Quo
- Editor-in-chief: Iván Carrillo Pérez (México)
- Director: Carlos Pedroza Luna (México) Jorge Alcalde (España) (2007)
- Categories: Science, technology, sex
- Frequency: Monthly
- Format: Magazine
- Total circulation: 130,000 (México) 157,000 (Spain)
- Founder: Science Scholars
- Founded: 1995; 31 years ago
- Company: Hearst Magazines
- Country: Spain, Mexico
- Language: Spanish
- Website: quo.es (Spain) web.archive.org/web/20150517004633/http://quo.mx:80/ (Mexico)

= Quo (magazine) =

Spanish magazine

Quo is a monthly Spanish-language pop-science magazine that informs about science through thinking and entertainment. It contains articles pertaining to health, sex, ecology, technology, nutrition, psychology and human life. Its content has the capability to answer all the basic doubts a person might have about the world they live in. The magazine was created in Spain by the Hachette Filipacchi publisher. It was released in Spain in 1995. Its first director was Oscar Becerra and the art director was Pancho Guijarro. Aside from Becerra and Guijarro, Juan Caño, vice president editor of Hachette, was highly involved in the creative development of the publication. A few months later Grupo Zeta released CNR in Spain, a magazine whose similarities to Quo were extraordinary. Hearst Magazines bought Hachette Filipacchi's Spanish magazines in 2011.

In 1997 the Mexican edition was started, published by Editorial Televisa and directed by Gabriel Sama. The first art director for the Mexican edition was Julio Carrasco; Rodrigo Xoconostle and Soledad Aguirre were members of the original reading team. During its first years Quo had editions in the Czech Republic, Portugal and France aside from the Mexican version. The Mexican edition went from Editorial Televisa publisher to Grupo Expansión about five years after its first appearance in Mexico. The French edition was discontinued.

==Sections==
The magazine is composed of six different sections in which articles of interest and science are reviewed. Below is a small description of each of the sections:

===Quonectados===
"Space at your entire disposal. Or almost"

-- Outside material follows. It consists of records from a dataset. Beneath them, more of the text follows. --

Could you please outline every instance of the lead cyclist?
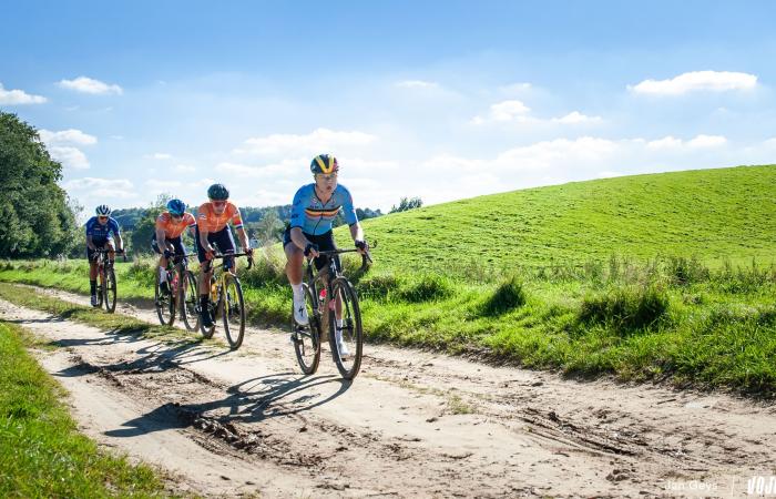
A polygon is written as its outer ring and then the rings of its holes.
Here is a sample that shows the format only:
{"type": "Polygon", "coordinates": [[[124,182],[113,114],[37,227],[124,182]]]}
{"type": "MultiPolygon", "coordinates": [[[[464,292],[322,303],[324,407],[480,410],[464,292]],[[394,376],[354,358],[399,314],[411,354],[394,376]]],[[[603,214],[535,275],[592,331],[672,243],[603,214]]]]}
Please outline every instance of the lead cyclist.
{"type": "MultiPolygon", "coordinates": [[[[364,230],[356,216],[353,196],[345,185],[337,183],[339,164],[331,154],[318,154],[310,162],[314,183],[302,186],[294,196],[290,224],[283,234],[283,249],[286,253],[286,276],[294,293],[294,320],[299,325],[309,323],[305,295],[302,287],[302,264],[305,257],[315,258],[316,268],[326,265],[326,257],[318,252],[336,249],[331,225],[337,214],[343,211],[350,227],[350,236],[361,255],[369,249],[364,238],[364,230]]],[[[340,268],[338,257],[335,257],[340,268]]],[[[341,313],[337,313],[336,340],[339,354],[349,355],[343,343],[341,313]]]]}

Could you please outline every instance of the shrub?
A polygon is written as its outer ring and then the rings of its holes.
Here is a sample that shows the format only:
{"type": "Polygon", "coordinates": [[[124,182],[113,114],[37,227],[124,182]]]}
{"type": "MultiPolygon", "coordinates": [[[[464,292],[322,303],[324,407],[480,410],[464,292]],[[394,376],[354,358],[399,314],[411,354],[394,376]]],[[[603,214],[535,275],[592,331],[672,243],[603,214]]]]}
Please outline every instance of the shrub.
{"type": "Polygon", "coordinates": [[[525,289],[517,276],[498,285],[493,294],[482,304],[483,315],[501,315],[525,304],[525,289]]]}
{"type": "Polygon", "coordinates": [[[655,285],[613,287],[582,299],[578,320],[601,324],[620,333],[653,326],[668,310],[668,296],[655,285]]]}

The section of the magazine that contains answers to questions made by readers of Quo. Includes:
- Agenda for the month. A summary of a series of events about science, technology and gossip to occur over the month of the magazines publishment.
- Smart advice. On this section a group of experts from diverse cultural areas help the magazine by providing trustworthy and accurate information.
- Mail. Where the reader's main questions are published along with a concrete response.
- Expert opinions. Experts express their points of view to a specific topic.

=== Portfolio ===
Section of the magazine that contains interesting articles accompanied by high quality images and information with high levels of interest.

=== Prágmata ===
This section is the most broad and extensive on the publication. Prágmata is probably the section of most interest since it goes over common questions about the world using diverse areas of study and analytical thinking. The sections content is divided on the following areas.
- Entertainment
- Mind
- Human
- Nature
- Technology
- Automobiles
- Sex
- Sports
- Quality of life
- Art

=== Portada ===
Main section of the magazine since it covers the topic present on the cover of the magazine. An interesting section that contains exclusive information, high quality images and in occasions is accompanied by tables and graphs that complement the content on an efficient way.

=== Reportajes ===
Section that contains diverse topics pertaining to current events. This sections varies according to the articles considered on that months publication, still the information is considered entertaining by readers.

In February 2008 Quo published an article about Wikipedia in which 15 experts analyzed 30 articles from Spanish Wikipedia.

=== Qplus ===
"Our planet in motion."

It works as an information supplement, since it contains its own sections of interest. The sections included on Qplus are:

- Expediente. Where every month the magazine includes a historical article and relates it to the modern day.
- Atlas Quo. In which you can find geographic information fundamental to learn details about a specific place on the planet.
- Ágora. Biography about a special person chosen by its contribution on the diverse areas of study and knowledge.
- Actus. Interview with a modern day personality.
- Cine. A brief review about cinematographic adaptations of the moment.
- ¿Cómo funciona?. Detail examination and step by step operation of an object or specific situation.
- Libros y discos. A review of main books and audio compact disks for sell of that month.
- Columna. Where a scholar from an area of knowledge creates a topic that could result of interest to the reader.